We quantitatively assessed the aortic atherosclerotic lesions to determine whether a correlation was present between OPG levels and atherosclerosis or between RANKL levels and atherosclerosis, with all mice from both time points included. OPG plasma levels and aortic expression were not significantly associated with atherosclerotic lesion number (P=0.64; Figure 2A; and P=0.12; Figure 2B), area (P=0.17 and P=0.41), or size (P=0.08 and P=0.13). Unexpectedly, RANKL plasma levels correlated with atherosclerotic lesion number; both increased with the progression of vascular disease (P<0.03; Figure 2C). However, these circulating levels did not correlate with either atherosclerotic lesion area or lesion size. Similarly, RANKL message levels in the aorta were positively associated with atherosclerotic lesion number (P<0.04; Figure 2D), lesion area (P<0.004), and lesion size (P<0.007).

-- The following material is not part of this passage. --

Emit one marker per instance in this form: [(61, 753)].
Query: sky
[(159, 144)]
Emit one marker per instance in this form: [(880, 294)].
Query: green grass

Localization of RANKL in the Aortic Root of ldlr(−/−) Mice on Atherogenic Diet
Results showed RANKL immunoreactivity primarily in clusters of neointimal cells, the endothelium, and the adventitia (Figure 3D, 3G, and 3J, respectively). In the intimal plaque, RANKL-positive staining was present in clusters of hypertrophic chondrocyte-like cells (Figure 3D) that were F4/80 positive (Figure 3E) and juxtaposed to calcified cartilage-like metaplasia (Figure 3B and 3C). The endothelial RANKL-positive staining (Figure 3G) was negative for both F4/80 and CD3 (Figure 3H and 3I, respectively). In the adventitia, RANKL-positive staining (Figure 3J) was associated with CD3-positive cells (Figure 3L), which were F4/80 negative (Figure 3K).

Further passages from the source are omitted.